If someone told me where I would be right now, last semester, I would like to say that I would laugh in their face and tell them “No way,” but I know myself better than that. I would probably just look them in the eyes and sigh a sigh of acceptance and disappointment: a combination of emotions that are too close for comfort.
I am sitting in my room, starting a project that is due in two and a half hours that I have had two weeks to work on. I haven’t done laundry in who knows how long and there are more plastic bottles and paper dishes littering my desk and floor than contact lenses in my medicine drawer. In the last few months I have allowed myself to succumb to the painfully numb feeling of nothing. I though that my usual routine depressive episodes were bad but they are pitiful against this one.
I am plagued with apathy and disassociation. There is no motive in my actions and I aimlessly wander around doing mundane things that I don’t think I am fully aware or conscious of. I walked into a gas station the other day and bought peanut butter filled pretzels and didn’t realize that I was eating them until I was back in my car with the doors locked.

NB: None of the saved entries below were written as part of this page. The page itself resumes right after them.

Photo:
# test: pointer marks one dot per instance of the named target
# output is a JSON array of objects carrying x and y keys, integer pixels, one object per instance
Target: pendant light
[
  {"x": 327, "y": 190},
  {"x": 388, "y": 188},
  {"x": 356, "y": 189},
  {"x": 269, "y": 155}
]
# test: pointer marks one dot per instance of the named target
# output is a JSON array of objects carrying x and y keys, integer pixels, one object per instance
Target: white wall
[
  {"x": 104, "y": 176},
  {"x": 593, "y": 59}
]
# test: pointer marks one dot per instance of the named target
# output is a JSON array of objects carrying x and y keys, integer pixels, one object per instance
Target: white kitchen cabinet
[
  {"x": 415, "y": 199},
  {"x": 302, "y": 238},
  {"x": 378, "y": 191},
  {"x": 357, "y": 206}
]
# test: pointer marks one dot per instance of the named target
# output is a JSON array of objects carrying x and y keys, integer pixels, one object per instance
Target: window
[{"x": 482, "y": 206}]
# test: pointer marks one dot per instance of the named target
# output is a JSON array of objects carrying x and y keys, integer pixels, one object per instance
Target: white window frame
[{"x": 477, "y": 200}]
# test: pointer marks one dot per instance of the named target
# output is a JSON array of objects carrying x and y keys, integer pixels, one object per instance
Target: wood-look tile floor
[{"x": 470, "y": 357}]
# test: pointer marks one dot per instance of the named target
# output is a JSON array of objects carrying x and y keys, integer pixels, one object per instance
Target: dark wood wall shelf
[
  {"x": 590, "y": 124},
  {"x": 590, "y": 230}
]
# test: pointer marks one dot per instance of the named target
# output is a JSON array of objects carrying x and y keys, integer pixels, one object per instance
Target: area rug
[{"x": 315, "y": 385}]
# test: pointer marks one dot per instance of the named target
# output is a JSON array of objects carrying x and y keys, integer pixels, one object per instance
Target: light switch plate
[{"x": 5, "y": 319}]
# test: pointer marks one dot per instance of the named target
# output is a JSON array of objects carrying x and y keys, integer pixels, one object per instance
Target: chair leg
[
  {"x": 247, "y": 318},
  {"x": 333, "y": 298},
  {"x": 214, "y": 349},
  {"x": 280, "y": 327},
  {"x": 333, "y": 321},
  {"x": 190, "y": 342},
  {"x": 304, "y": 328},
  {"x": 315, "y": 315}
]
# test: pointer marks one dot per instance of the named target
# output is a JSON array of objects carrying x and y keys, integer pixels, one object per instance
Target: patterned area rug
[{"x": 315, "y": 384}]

At least when I have gone into autopilot mode I have purpose in what I’m doing and I am doing things that I need to do. This is something drastically different. They are uncharacteristic things and random things and things that don’t invoke any sort of reaction or emotion. It’s like when you leave your Sims alone for too long and they start doing pointless things for no reason and for no one to see.
I was so excited last semester that I had avoided any big dips in my day to day life and I was actually finding balance and adjusting to my “normal”. Maybe it’s karma for not attending any church services since getting to ASU (minus the two time I went with my parents over winter break). Maybe this is just the universe telling me that I shouldn’t get too cocky and full of myself, I apparently needed a kick to the ego.
Whatever the reasoning is, I am determined to fight it because nothing is more motivating than spite. And I intend to prove myself wrong and break out of this insufferable cycle.